Thirty-eight patients, with an average age of 85 years, all exhibiting mild dementia due to Alzheimer’s disease, participated in the study led by Brigitte Girard’s at the Tenon Hospital, Paris.
They had debilitating cataract in at least one eye and were appropriately treated with standard cataract surgery and implantation of intraocular lenses, which replace the eyes’ natural lenses in order to provide vision correction, according to a Tenon Hospital statement.
After surgery, distance and near vision improved dramatically in all but one of the Alzheimer’s patients.
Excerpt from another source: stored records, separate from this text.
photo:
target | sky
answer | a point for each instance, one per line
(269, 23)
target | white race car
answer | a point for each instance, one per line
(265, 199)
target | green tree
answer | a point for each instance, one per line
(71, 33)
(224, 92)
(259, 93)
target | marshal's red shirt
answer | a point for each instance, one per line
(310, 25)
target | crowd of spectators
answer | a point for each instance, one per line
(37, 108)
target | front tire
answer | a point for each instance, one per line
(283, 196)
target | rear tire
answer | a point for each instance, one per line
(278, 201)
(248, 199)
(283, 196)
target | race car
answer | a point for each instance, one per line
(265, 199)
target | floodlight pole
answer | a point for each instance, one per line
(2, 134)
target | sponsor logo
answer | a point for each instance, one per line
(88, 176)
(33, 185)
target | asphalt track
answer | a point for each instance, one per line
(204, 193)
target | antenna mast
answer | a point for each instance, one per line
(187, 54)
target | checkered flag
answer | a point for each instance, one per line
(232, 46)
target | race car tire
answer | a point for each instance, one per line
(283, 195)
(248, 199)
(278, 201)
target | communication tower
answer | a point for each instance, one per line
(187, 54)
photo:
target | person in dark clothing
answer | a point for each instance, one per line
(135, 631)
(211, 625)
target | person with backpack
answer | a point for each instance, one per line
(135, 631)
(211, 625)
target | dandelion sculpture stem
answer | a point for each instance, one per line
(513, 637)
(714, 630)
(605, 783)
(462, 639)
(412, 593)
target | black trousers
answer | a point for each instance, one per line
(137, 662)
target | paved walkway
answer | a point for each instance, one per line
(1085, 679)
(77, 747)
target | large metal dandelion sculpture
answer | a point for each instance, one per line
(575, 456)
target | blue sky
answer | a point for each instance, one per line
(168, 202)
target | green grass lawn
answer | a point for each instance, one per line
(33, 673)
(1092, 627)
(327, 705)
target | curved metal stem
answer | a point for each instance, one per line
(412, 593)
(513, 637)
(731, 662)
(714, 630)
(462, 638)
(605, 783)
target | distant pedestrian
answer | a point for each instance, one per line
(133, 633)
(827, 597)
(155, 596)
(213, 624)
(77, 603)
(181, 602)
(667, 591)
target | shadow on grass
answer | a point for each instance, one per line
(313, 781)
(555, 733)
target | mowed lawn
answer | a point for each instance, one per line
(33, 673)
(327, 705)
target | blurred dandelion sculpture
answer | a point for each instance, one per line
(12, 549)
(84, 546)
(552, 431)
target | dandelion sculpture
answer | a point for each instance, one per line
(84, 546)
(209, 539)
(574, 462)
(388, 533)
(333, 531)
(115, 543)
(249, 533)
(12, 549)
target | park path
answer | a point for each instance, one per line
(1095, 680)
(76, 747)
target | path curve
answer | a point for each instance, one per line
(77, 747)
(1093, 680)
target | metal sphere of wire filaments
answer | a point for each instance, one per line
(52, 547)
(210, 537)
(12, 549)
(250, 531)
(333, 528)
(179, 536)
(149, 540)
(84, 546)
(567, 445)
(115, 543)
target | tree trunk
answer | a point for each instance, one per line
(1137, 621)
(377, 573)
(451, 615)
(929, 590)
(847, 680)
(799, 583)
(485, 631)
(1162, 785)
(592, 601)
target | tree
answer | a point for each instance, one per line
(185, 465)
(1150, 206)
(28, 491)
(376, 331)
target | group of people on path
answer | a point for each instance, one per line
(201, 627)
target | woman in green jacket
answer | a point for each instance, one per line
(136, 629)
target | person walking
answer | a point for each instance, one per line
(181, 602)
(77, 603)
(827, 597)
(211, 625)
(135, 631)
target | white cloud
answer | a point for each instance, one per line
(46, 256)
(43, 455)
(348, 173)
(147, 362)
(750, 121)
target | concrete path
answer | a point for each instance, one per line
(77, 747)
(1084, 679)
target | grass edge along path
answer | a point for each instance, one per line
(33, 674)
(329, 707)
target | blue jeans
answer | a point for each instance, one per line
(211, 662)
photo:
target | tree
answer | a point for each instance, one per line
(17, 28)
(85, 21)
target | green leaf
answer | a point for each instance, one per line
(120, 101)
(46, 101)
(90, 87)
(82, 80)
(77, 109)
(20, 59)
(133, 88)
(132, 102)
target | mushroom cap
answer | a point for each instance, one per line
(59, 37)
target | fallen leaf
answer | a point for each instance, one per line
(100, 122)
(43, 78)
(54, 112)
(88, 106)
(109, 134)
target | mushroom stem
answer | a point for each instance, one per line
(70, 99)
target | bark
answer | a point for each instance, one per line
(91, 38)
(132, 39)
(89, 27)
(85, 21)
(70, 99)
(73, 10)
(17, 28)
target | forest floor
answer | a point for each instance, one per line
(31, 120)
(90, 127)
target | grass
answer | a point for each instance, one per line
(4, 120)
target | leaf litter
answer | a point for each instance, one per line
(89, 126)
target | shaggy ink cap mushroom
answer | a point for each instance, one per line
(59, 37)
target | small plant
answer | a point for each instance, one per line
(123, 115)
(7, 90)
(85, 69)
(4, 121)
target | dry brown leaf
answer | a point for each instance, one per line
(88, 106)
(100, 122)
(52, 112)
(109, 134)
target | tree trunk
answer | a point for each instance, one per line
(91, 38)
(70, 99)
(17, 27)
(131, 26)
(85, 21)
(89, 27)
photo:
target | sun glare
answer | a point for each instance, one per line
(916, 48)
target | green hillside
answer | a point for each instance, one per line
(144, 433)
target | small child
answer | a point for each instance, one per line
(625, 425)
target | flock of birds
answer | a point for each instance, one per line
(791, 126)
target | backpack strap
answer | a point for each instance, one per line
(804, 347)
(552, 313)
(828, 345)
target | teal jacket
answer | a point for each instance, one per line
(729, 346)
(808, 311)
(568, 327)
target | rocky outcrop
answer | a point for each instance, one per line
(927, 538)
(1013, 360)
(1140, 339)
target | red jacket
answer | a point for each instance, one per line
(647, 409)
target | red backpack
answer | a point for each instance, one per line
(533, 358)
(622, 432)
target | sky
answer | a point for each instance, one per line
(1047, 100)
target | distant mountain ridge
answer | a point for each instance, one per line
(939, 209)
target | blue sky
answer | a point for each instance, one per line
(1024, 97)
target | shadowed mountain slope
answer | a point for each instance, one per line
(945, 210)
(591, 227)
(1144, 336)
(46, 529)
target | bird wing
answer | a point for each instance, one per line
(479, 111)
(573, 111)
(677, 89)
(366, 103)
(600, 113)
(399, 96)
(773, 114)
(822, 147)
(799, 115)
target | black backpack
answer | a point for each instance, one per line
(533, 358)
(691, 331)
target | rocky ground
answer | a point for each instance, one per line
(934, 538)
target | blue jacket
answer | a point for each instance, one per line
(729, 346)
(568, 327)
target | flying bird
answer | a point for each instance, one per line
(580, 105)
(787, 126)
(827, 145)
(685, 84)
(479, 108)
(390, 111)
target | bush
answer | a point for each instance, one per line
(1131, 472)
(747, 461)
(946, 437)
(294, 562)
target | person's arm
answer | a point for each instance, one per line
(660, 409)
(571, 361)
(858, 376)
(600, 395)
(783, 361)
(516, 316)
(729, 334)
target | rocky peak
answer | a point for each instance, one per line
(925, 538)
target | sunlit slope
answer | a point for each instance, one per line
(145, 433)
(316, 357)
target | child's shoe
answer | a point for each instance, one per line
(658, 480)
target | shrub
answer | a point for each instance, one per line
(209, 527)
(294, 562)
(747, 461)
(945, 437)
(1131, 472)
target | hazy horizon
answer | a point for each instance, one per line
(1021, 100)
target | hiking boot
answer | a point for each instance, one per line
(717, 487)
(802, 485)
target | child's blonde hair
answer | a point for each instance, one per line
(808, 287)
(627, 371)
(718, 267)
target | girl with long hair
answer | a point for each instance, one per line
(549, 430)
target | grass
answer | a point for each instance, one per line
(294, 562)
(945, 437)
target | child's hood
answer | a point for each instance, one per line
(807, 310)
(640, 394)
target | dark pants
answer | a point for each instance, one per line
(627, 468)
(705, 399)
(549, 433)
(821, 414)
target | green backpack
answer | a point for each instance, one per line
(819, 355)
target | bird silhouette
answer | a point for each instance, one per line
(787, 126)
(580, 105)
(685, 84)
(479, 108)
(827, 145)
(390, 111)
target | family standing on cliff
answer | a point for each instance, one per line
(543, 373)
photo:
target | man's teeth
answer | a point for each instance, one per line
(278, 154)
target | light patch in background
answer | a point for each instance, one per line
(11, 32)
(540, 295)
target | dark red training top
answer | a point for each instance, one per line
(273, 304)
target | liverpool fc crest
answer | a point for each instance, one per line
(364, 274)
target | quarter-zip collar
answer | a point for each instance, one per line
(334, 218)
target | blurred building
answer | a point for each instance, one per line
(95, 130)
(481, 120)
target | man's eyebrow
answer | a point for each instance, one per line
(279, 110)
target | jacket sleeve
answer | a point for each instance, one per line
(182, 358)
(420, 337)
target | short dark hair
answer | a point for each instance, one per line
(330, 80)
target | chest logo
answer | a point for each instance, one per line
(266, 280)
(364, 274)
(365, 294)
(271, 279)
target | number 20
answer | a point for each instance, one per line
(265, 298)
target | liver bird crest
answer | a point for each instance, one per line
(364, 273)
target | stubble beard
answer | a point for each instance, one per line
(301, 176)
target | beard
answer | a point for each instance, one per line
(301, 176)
Cognitive status, the ability to perceive, understand and respond appropriately to one’s surroundings, improved in 25 percent of patients.
Depression was relieved in many of them, and the level of improvement was similar to what commonly occurs after cataract surgery in elderly people who do not have dementia.
No changes were found in patients’ level of autonomy, that is, their ability to function independently.
Sleep patterns improved and night time behavior problems decreased in most study patients.
Other studies have shown that when cataracts are removed, levels of the sleep-regulating hormone melatonin become normalized.
“We wanted to learn whether significant vision improvement would result in positive mood and behaviour changes, or might instead upset these patients’ fragile coping strategies,” said Girard.
These findings were presented at the 115th Annual Meeting of the American Academy of Ophthalmology this month in Orlando, US.